Mit Brettspielen in die KI-Zukunft?

Wenn es nach Forschern von Deepmind geht, soll die Beschäftigung mit Go auch diese Herausforderung lösen. Die KI-Experten stellen in einem neuen Forschungspapier drei Brettspielumgebungen vor, in denen simulierte Roboter in einer simulierten physikalischen Umgebung Sokoban, Tic Tac Toe und Go auf einem simulierten Brett gegen einen per Hand programmierten Gegner spielen.

Das stellt Künstliche Intelligenz vor zwei Herausforderungen: Sie muss motorische Fähigkeiten für einen Roboter entwickeln, um die Regeln für Go lernen zu können. Denn ohne die Robotersteuerung kann die KI die Go-Steine nicht über das Spielbrett manövrieren. Nur über die körperliche Bewegung kommt also der Go-Lernprozess in Gang - die zweite Herausforderung.

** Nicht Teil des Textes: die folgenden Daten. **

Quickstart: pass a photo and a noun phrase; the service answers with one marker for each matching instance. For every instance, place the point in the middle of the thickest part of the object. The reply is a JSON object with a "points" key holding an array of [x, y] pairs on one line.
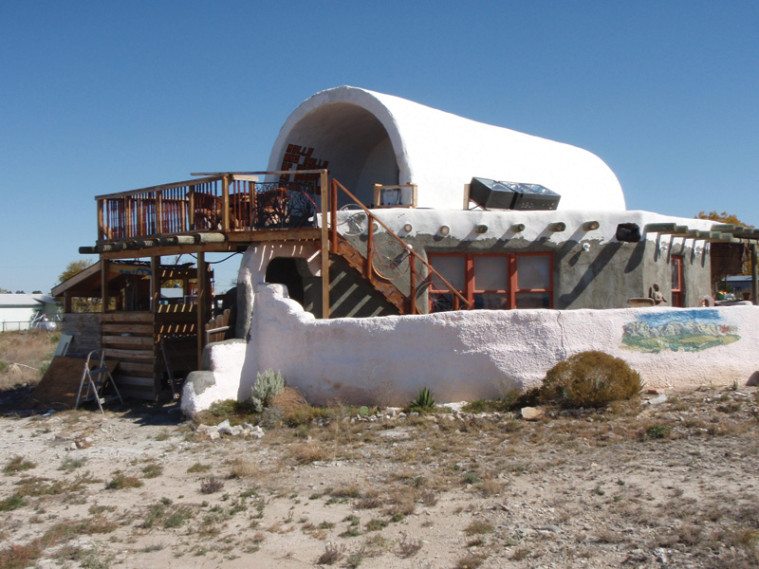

Alpha Gos Triumph über Lee Sedol war nur möglich, weil die KI die Spielsteine nicht selbst platzieren musste. Das zeigt ein aktuelles Experiment von Deepmind. | Bild: Deepmind (Screenshot)
Alpha Gos Triumph über Lee Sedol war nur möglich, weil die KI die Spielsteine nicht selbst platzieren musste. Das zeigt ein aktuelles Experiment von Deepmind. | Bild: Deepmind (Screenshot)

Wie schlagen sich aktuelle Algorithmen des bestärkenden Lernens in Deepminds physikalischer Brettspielsimulation? Sie versagen mehr oder weniger völlig, solange sie ohne jedes Vorwissen versuchen, das Spiel zu erlernen. Einzige Ausnahme ist das sehr einfache Spiel Tic Tac Toe.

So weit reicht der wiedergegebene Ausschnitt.